12. The thermoelectric cooling apparatus as in claim 11, wherein: said bottom wall of said housing defines an outlet opening;said thermoelectric cooling apparatus further comprises a fan positioned in said compartment proximate said outlet opening, said fan configured to exhaust air heated by said hot side of said thermoelectric assembly outward through said outlet opening.

13. The thermoelectric cooling apparatus as in claim 12, wherein said bottom wall of said housing defines an inlet opening displaced from said outlet opening and configured to draw fresh air into said compartment when heated air is exhausted out of said compartment via said outlet opening.

14. The thermoelectric cooling apparatus as in claim 11, wherein said lid is selectively secured at said closed configuration by a fastener taken from the group including a zipper, a latch, a buckle, a magnet, and a friction fit arrangement.

15. The thermoelectric cooling apparatus as in claim 11, further comprising a power inverter electrically connected to said thermoelectric assembly configured to deliver current from the motorcycle battery to said thermoelectric assembly via a cable.

16. The thermoelectric cooling apparatus as in claim 11, wherein a portion of said insulative layer is fixedly attached to a lower surface of said lid and is removed from a remainder of said insulated layer when said lid is moved to said open configuration.

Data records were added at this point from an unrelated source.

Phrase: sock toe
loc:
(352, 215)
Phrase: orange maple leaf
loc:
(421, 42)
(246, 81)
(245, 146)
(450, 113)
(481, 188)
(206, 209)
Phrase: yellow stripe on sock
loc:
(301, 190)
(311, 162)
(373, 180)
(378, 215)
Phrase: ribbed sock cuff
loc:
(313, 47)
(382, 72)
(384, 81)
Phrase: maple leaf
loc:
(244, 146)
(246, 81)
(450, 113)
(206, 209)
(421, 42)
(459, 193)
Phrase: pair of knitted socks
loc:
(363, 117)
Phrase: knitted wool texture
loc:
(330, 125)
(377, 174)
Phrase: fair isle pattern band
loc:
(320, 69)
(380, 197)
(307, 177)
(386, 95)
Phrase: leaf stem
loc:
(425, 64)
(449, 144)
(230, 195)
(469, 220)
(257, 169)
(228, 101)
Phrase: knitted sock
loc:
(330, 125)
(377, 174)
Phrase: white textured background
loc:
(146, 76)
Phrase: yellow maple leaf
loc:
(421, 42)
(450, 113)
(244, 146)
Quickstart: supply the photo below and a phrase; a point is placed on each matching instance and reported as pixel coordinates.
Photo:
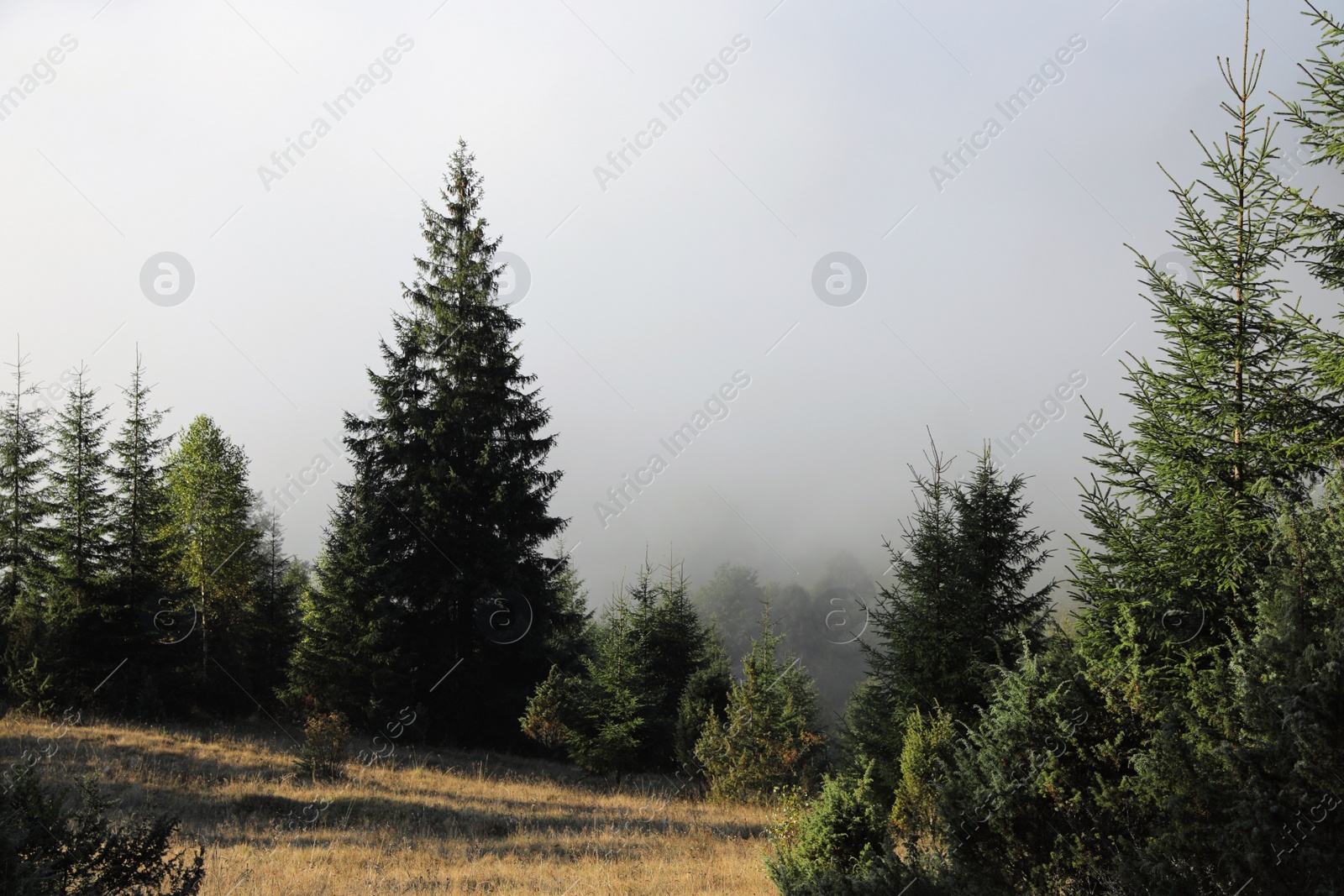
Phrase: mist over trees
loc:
(937, 728)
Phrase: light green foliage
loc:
(769, 735)
(208, 516)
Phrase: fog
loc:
(659, 280)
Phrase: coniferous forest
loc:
(1167, 718)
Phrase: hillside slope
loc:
(438, 822)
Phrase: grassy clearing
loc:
(438, 822)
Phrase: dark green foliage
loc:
(214, 543)
(51, 849)
(769, 735)
(598, 715)
(961, 609)
(638, 699)
(703, 698)
(842, 831)
(270, 624)
(326, 745)
(447, 516)
(139, 530)
(732, 600)
(80, 479)
(24, 537)
(824, 624)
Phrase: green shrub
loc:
(50, 851)
(326, 741)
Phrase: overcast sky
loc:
(806, 129)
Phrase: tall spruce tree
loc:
(208, 504)
(961, 609)
(437, 542)
(600, 716)
(139, 517)
(24, 495)
(272, 620)
(24, 544)
(80, 476)
(769, 735)
(1153, 783)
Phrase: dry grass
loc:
(440, 822)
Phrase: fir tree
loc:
(208, 503)
(769, 736)
(1156, 786)
(598, 716)
(961, 609)
(272, 621)
(139, 520)
(676, 647)
(448, 511)
(24, 543)
(80, 496)
(24, 496)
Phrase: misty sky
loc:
(803, 129)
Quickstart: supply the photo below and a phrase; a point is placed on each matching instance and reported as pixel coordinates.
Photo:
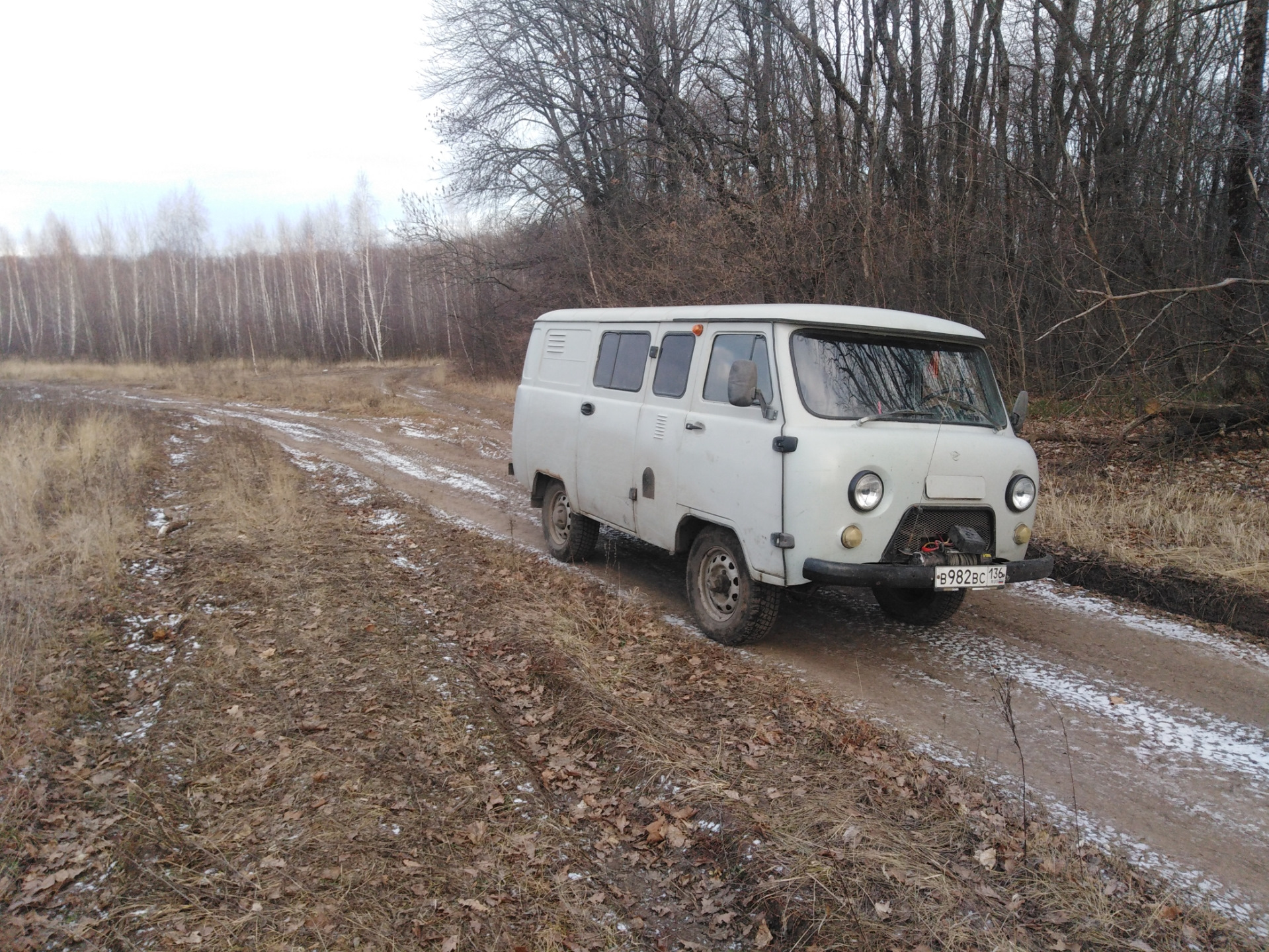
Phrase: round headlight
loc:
(866, 492)
(1020, 493)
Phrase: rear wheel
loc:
(919, 606)
(731, 607)
(570, 537)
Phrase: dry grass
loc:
(414, 736)
(495, 389)
(70, 487)
(360, 389)
(1161, 524)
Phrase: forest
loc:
(1081, 179)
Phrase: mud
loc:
(1223, 602)
(1146, 730)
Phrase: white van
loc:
(781, 447)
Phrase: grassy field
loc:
(362, 389)
(316, 717)
(70, 489)
(1176, 506)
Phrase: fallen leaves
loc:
(762, 935)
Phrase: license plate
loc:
(969, 576)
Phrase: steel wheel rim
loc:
(719, 584)
(560, 520)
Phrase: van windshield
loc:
(853, 376)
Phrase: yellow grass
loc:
(362, 389)
(1161, 524)
(69, 502)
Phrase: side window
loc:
(730, 348)
(673, 365)
(622, 357)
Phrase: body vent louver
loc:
(556, 342)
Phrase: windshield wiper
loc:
(895, 415)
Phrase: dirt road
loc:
(1151, 734)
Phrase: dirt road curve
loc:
(1167, 723)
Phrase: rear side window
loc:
(673, 365)
(622, 357)
(730, 348)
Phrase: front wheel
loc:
(570, 536)
(731, 607)
(923, 607)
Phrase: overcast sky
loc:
(266, 106)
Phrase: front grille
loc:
(923, 524)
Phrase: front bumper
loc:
(909, 576)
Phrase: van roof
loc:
(830, 315)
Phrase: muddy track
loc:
(1161, 724)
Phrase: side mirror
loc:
(1019, 415)
(741, 383)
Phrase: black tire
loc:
(731, 607)
(923, 607)
(570, 536)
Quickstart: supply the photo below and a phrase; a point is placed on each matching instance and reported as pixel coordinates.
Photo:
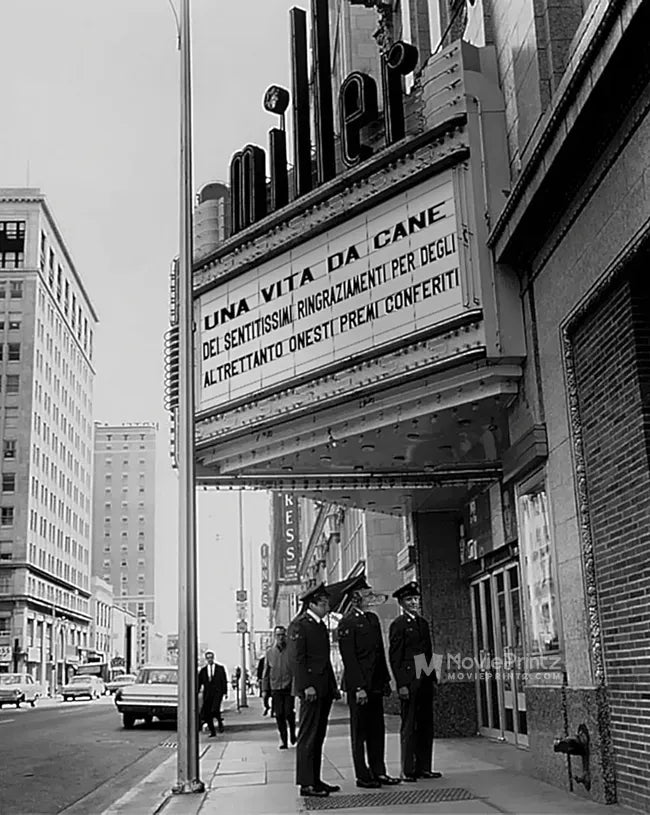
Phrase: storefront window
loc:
(537, 567)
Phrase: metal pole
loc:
(252, 654)
(242, 585)
(188, 780)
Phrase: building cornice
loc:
(556, 124)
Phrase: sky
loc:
(91, 117)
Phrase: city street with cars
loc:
(73, 756)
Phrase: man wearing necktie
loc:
(315, 684)
(410, 637)
(366, 681)
(214, 685)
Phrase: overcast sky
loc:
(90, 115)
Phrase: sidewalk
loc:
(245, 774)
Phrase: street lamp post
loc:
(243, 700)
(188, 780)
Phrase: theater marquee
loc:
(378, 278)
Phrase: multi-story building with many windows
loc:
(124, 518)
(46, 396)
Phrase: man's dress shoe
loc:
(328, 787)
(387, 780)
(313, 792)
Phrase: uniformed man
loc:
(366, 681)
(315, 685)
(410, 637)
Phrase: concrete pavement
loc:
(245, 774)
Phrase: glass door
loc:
(512, 666)
(487, 682)
(499, 653)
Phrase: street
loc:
(73, 756)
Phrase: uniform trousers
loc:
(311, 735)
(283, 708)
(416, 732)
(367, 735)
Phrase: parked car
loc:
(155, 693)
(83, 685)
(18, 688)
(120, 682)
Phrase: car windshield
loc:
(158, 676)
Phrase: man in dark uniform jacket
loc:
(410, 637)
(315, 685)
(214, 684)
(366, 681)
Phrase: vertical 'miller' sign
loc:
(323, 109)
(300, 103)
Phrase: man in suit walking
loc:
(410, 637)
(366, 681)
(214, 685)
(315, 684)
(276, 683)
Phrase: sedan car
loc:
(155, 693)
(83, 685)
(18, 688)
(120, 682)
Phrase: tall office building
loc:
(46, 397)
(123, 551)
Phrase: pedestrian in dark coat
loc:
(213, 683)
(366, 681)
(277, 683)
(410, 637)
(315, 685)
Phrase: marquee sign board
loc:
(380, 277)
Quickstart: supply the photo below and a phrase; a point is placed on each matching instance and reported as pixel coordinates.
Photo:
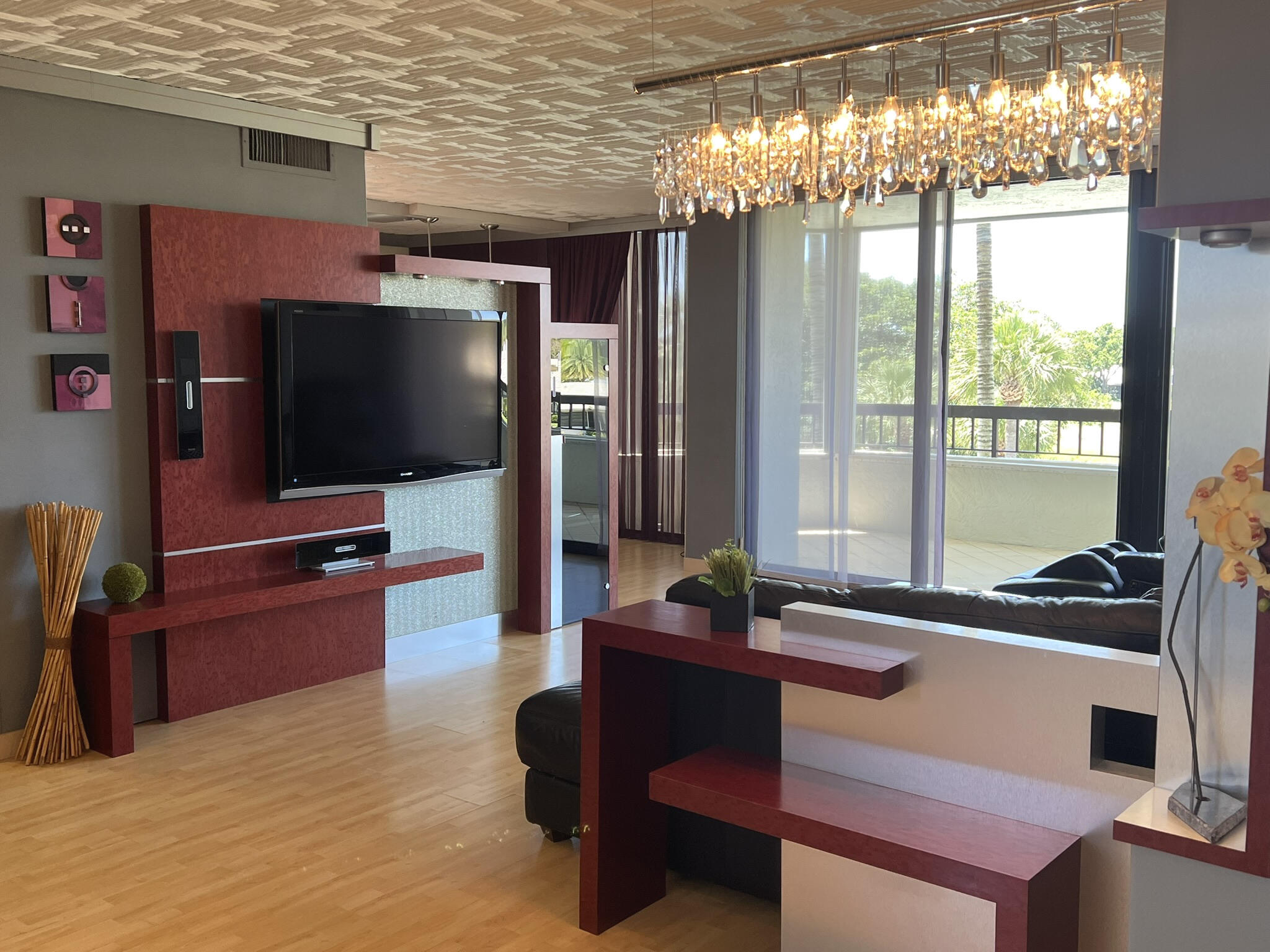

17. The thermoelectric cooling apparatus as in claim 11, further comprising a carrying strap mounted to an outer surface of said wall structure of said housing and configured to extend partially between said lid and said bottom wall.

18. The thermoelectric cooling apparatus as in claim 11, wherein said second end of said heat pipe is coupled to a thermoelectric disk mounted to said conductive liner at a position about midway between said bottom wall and said upper edge of said side wall.